By David Andrzejek, head of financial services, DataStax
There’s an important and growing trend occurring in financial services business processes and practices that’s upending how banks build applications and manage data. Bank product leaders are demanding instant, responsive, and personalized services, and bank technology leaders need to quickly execute a “real-time data” strategy.
Why? Because everywhere you look, time is being wrung out of financial processes.
For example, equity and other investment trades used to be processed and settled in three days (T+3 processing, in security trading parlance), but in September 2017 settlement was condensed to two days (T+2). The industry is currently working on T+1 settlement.
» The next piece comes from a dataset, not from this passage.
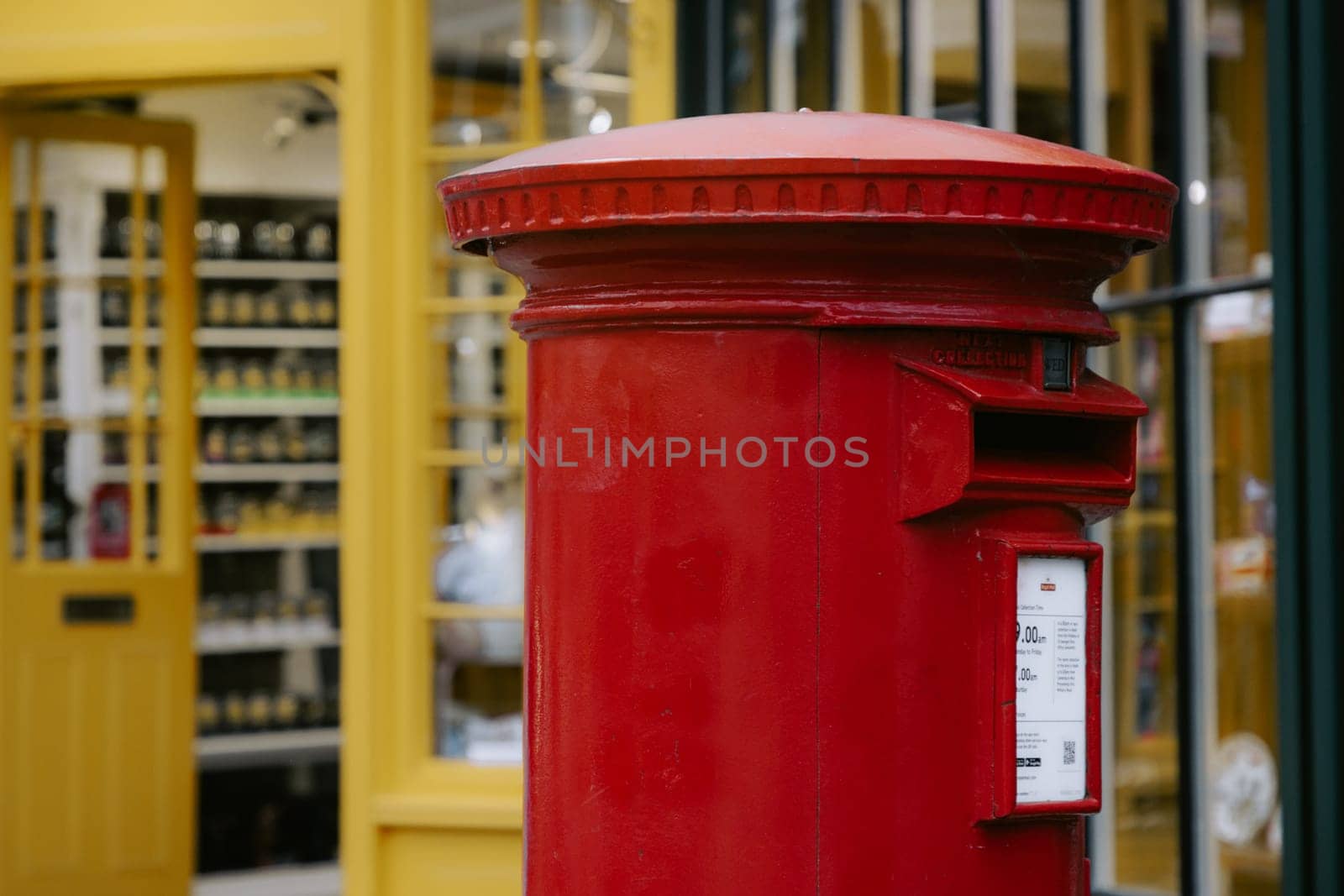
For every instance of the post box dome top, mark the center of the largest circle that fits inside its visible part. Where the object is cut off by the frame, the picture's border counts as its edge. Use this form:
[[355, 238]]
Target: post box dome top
[[808, 168]]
Credit card transactions seem fast at the terminal, but they’re actually much slower than they appear. Card transactions are only “authorized” in seconds; the actual payment settlement happens a day or two (or sometimes four!) later. Now, instant payments like Single Euro Payments Area (SEPA) in Europe; the RTP Network from The Clearing House in the United States and the Federal Reserve’s FedNow service, are fully settled with funds available in seconds.
If fully irrevocable payments are settled in seconds, it follows that fraud detection and anti-money laundering checks will need to happen in sub-second time.
As competition in financial services intensifies, banks are shifting from product-centric to customer-focused businesses. This translates into personalizing the bank’s digital experience to the corporate treasurer or consumer in real time, and supplying up-to-the-second information to support financial decisions in the moment.
For example, consumers want to know if they have exceeded their budget for the week or month before they place an order, and they need an immediate credit decision at checkout to buy now and pay later. Also, fintechs and some banks can now open accounts in a minute or less, which means “know your customer” (KYC) processes need to occur in seconds.
Instant payments, instant settlement, instant fraud checks and credit decisions, in-the-moment KYC—there is no time for time in bank processes any more.
The legacy ball and chain
Contrast today’s market reality with the legacy of bank data processes, and you’ll understand the massive challenge bank technology teams face. Bank data processing began in the era of the classic “banker’s hours,” when all banking was done in branches from nine o’clock to four o’clock. Scarce and expensive compute resources were dedicated to branch operations during open hours.
Overnight, while the bank was closed, transactions were resolved and settled into the ledger and reports were generated to serve the business. Thus the historical bedrock of bank processes was built on batch data processing and ETL. This “legacy heritage” is the proverbial ball and chain tied to the legs of bank engineering staff as they race to compete with fintechs, tech giants, and upstart banks.
Richer, smarter, real-time digital services
Today the bank is an app on your phone and is expected to be always available. As processing windows continue to shrink, financial services product leaders are under pressure to deliver customer journeys that can be completed from start to finish online and fully self-service.
This has product leaders thinking about all the data both the bank and the bank’s customers require in order to complete a task (say, to open an account, approve a transaction, or make a spending decision in the moment). Bank product leaders are thinking about how to incorporate data sources from outside the bank into their services so that decisions can be made instantly.
Product leaders designing these immediate services are causing bank technology teams to re-engineer their infrastructure for “instant” processing and decision making. These technology teams are modernizing bank infrastructure in part by building a “real-time data layer” over core transactional systems. The real-time data layer combines the abilities to capture, move, transform, and make decisions on data in sub-second time, and can accommodate both the increased volume and velocity of data, while ensuring bank services are always available.
Take Macquarie Group. The Australian financial services company understood that a key to differentiation in this brave new world is speed, so they prioritized building a data architecture, based on Apache Cassandra® that could take advantage of real-time data and build real-time engagement with their customers.
This real-time data strategy underpins the bank’s overall modernization and digital strategy, enabling bank technology teams to deliver richer, smarter digital services by capturing and making more data, including third-party data, readily available to developers via modern APIs. Developers are building data-driven services for these “instant” applications, and powering algorithms that deliver instant decisions from fraud detection, credit approvals, payment processing, and more.
Competition and heightened customer expectations of instant, always-on service are driving bank leaders to think beyond just “big data” and execute real-time data strategies. Given the pace of change in the industry, banks need real-time data capabilities, right now.